Question

A 10-kg package drops from chute into a 25-kg cart with a velocity of 3 m/s. The cart is initially at rest and can roll freely with no friction. Determine: a) the final velocity of the cart, b) the impulse exerted by the cart on the package, c) the fraction of the initial energy lost in the impact.

Answer 1

The final velocity of the cart is approximately 0.857 m/s. The impulse exerted by the cart on the package is approximately -21.43 kg·m/s. The fraction of the initial energy lost in the impact is approximately 0.770.

Step-by-step explanation:

To solve this problem, we can use the principle of conservation of momentum and the principle of conservation of mechanical energy.

a) Using conservation of momentum, we know that the initial momentum of the package is equal to the final momentum of the cart and package system. The initial momentum of the package is given by:

p_initial = m_package * v_package = (10 kg) * (3 m/s) = 30 kg·m/s

The final momentum of the cart and package system is given by:

p_final = (m_cart + m_package) * v_final

Since the cart is initially at rest and can roll freely with no friction, the final velocity of the cart and package system will be the same. Therefore, we can set up the following equation:

p_initial = p_final

30 kg·m/s = (25 kg + 10 kg) * v_final

Simplifying the equation:

v_final = 30 kg·m/s / 35 kg = 0.857 m/s

Therefore, the final velocity of the cart is approximately 0.857 m/s.

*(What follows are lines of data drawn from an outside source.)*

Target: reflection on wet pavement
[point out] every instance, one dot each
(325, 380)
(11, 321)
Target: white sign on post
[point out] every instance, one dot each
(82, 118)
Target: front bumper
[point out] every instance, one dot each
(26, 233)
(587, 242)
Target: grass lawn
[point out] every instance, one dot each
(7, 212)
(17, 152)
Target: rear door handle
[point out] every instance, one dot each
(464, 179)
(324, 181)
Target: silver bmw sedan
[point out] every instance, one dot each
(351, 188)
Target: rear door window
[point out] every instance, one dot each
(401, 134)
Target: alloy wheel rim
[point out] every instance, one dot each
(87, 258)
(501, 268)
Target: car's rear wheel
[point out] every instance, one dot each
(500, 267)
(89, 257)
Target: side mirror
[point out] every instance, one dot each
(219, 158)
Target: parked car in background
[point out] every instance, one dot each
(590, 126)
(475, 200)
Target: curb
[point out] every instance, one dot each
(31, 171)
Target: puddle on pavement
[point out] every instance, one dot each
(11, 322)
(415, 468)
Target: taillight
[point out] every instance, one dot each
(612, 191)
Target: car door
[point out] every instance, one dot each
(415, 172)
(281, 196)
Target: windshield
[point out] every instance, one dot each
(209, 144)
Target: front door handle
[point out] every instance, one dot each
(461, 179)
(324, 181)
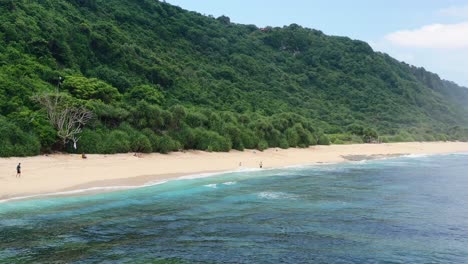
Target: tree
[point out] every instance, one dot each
(67, 119)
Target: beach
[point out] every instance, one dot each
(70, 174)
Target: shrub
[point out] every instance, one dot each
(16, 142)
(140, 143)
(90, 142)
(262, 145)
(116, 142)
(323, 140)
(166, 144)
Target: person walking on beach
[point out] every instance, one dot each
(18, 170)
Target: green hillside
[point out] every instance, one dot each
(160, 78)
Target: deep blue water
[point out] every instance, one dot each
(403, 210)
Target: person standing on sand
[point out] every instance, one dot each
(18, 170)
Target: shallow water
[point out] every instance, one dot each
(404, 210)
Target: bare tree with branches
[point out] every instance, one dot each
(66, 118)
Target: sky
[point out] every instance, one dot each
(426, 33)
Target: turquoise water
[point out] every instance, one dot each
(404, 210)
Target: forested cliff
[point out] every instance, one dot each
(159, 78)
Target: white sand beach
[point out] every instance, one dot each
(65, 172)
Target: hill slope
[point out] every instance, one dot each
(159, 78)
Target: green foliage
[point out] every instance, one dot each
(323, 140)
(159, 78)
(84, 88)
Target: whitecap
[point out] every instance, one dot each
(277, 196)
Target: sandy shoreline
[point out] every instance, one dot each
(68, 173)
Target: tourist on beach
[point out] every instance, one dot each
(18, 170)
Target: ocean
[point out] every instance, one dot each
(411, 209)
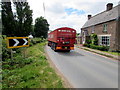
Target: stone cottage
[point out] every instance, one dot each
(105, 25)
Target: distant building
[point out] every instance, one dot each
(105, 26)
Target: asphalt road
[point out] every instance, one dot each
(84, 69)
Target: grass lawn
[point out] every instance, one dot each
(37, 74)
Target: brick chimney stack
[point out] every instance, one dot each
(89, 16)
(109, 6)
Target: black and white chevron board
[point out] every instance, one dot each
(17, 42)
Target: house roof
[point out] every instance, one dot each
(102, 17)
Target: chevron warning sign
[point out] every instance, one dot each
(17, 42)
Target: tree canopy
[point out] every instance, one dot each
(19, 22)
(41, 27)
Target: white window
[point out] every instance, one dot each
(104, 40)
(104, 27)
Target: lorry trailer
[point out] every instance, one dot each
(62, 39)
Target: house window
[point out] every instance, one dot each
(104, 27)
(105, 40)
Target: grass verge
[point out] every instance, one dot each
(37, 74)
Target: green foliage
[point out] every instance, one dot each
(94, 39)
(24, 18)
(41, 27)
(7, 16)
(30, 72)
(19, 22)
(102, 48)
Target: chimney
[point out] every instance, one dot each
(89, 16)
(109, 6)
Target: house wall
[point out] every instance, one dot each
(111, 30)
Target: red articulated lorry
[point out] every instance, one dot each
(62, 39)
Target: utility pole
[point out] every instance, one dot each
(44, 9)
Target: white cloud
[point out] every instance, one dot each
(57, 17)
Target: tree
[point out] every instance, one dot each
(41, 27)
(23, 18)
(7, 19)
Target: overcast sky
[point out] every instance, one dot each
(68, 13)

b) The impulse exerted by the cart on the package is equal to the change in momentum of the package. We can calculate it using the equation:

Impulse = m_package * (v_final - v_package)

Impulse = 10 kg * (0.857 m/s - 3 m/s) = -21.43 kg·m/s

Therefore, the impulse exerted by the cart on the package is approximately -21.43 kg·m/s.

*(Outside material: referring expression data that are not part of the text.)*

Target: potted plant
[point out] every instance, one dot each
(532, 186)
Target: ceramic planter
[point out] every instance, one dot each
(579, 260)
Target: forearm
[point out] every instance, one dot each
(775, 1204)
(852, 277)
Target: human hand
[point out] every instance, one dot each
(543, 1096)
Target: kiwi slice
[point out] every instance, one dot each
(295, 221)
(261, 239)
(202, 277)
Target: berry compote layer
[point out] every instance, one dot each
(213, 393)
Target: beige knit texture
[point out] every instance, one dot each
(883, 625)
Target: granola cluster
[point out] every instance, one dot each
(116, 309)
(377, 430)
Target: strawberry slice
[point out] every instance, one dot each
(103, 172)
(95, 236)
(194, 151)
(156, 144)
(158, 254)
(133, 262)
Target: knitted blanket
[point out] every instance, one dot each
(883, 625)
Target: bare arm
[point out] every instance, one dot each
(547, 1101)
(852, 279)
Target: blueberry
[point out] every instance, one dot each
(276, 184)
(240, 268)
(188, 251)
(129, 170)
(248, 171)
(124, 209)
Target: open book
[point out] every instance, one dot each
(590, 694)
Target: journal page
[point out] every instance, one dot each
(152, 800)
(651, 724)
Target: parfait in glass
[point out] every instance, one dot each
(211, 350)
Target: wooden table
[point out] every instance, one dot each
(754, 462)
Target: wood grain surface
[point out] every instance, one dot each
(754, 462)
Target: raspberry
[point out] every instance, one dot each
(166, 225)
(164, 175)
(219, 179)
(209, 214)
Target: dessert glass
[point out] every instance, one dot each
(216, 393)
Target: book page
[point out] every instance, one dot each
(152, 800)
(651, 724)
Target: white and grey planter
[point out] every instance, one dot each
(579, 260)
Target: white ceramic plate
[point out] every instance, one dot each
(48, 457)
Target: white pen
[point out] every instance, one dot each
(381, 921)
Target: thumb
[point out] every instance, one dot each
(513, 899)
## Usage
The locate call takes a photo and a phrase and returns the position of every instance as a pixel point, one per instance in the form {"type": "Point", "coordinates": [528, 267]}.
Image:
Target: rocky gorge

c) To determine the fraction of the initial energy lost in the impact, we can compare the initial kinetic energy of the package to the final kinetic energy of the cart and package system. The initial kinetic energy of the package is given by:

K_initial = (1/2) * m_package * (v_package)^2

K_initial = (1/2) * 10 kg * (3 m/s)^2 = 45 J

The final kinetic energy of the cart and package system is given by:

K_final = (1/2) * (m_cart + m_package) * v_final^2

K_final = (1/2) * (25 kg + 10 kg) * (0.857 m/s)^2 = 10.306 J

The fraction of the initial energy lost in the impact can be calculated as:

Fraction of energy lost = (K_initial - K_final) / K_initial

Fraction of energy lost = (45 J - 10.306 J) / 45 J = 0.770

Therefore, the fraction of the initial energy lost in the impact is approximately 0.770.